Senator Brandis made the comments to a reporter for online political magazine Spiked.

He says with the future, the economy and our energy supplies at stake – climate change denial must be given a voice.

While Senator Brandis says he personally believes humans contribute to the changing state of the atmosphere in which they live, he was “really shocked by the sheer authoritarianism of those who would have excluded from the debate the point of view of people who were climate-change deniers.”

He says those who accept that humans have negatively influenced the climate should engage “intellectually” with those who do not.

Common arguments raised against the bulk of climate science accuse it of being a large-scale delusion designed to make money for wind and solar companies, or say that the documented changes in the content and actions of the atmosphere are merely part of the greater cycle.

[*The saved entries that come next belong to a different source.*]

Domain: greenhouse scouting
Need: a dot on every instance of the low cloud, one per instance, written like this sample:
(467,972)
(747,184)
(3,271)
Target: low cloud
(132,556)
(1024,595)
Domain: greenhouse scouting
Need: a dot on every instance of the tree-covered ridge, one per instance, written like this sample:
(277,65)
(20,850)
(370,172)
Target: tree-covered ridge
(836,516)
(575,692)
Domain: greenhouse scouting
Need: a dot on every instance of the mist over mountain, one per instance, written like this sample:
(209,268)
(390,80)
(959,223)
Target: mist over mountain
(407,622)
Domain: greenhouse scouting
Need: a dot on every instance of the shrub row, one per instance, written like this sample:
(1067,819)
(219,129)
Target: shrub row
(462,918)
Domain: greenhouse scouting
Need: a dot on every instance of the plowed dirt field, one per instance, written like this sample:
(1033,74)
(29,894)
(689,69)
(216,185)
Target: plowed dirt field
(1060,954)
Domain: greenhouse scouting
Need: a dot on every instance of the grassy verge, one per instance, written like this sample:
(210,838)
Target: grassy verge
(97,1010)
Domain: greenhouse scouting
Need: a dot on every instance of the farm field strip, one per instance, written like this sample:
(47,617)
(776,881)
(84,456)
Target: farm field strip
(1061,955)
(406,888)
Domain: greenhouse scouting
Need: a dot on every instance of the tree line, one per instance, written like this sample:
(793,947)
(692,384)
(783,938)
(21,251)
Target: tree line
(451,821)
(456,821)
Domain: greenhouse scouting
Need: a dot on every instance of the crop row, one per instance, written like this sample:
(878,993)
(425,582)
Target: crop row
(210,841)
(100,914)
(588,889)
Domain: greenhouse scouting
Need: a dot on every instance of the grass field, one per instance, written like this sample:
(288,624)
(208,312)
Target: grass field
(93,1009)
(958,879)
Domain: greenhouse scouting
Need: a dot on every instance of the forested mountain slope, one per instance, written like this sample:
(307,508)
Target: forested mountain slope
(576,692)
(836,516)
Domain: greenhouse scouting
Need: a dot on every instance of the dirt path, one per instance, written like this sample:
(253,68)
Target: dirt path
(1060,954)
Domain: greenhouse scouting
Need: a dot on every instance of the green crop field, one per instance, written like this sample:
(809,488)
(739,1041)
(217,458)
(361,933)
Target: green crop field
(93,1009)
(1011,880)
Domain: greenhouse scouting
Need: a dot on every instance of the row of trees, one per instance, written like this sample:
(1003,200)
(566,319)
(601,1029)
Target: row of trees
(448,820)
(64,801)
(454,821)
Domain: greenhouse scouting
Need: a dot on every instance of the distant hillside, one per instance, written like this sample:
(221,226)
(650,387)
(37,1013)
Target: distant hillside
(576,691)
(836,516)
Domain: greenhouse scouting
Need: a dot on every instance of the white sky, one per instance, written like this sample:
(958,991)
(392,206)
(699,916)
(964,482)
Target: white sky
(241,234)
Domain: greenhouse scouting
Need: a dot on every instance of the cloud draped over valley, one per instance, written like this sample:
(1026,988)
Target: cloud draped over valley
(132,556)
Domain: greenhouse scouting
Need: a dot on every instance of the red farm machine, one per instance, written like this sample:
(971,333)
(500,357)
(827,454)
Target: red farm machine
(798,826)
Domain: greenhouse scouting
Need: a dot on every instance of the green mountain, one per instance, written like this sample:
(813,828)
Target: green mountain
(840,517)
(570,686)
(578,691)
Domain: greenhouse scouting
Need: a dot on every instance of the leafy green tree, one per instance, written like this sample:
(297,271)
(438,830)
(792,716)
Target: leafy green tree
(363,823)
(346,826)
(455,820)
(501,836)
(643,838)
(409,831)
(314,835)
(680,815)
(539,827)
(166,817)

Both of these viewpoints are all but untenable from a scientific perspective, but Senator Brandis says they should be included in the debate anyway.

His argument is in line with his recent comments that “people have the right to bigots”. If nothing else, Senator Brandis is one who will defend free speech no matter how ludicrous its content.

But acting Greens leader Adam Bandt says Senator Brandis is the one with an antiquated approach.

Bandt says the Federal Government “is using every trick in the book to hide the fact that they're not taking the action that the science calls for on climate change”.

“And to suggest that somehow people in this country are being restricted from airing albeit very wrong views on climate change is completely misleading.”

A recent review of 2,258 scientific articles, written by a total of 9,136 authors, found just one which rejected man-made global warming.

“The science community is now essentially speaking with one voice... to say someone without science training can somehow simply on a free speech basis say that they're all wrong is a very feudal way of thinking,” Mr Bandt says.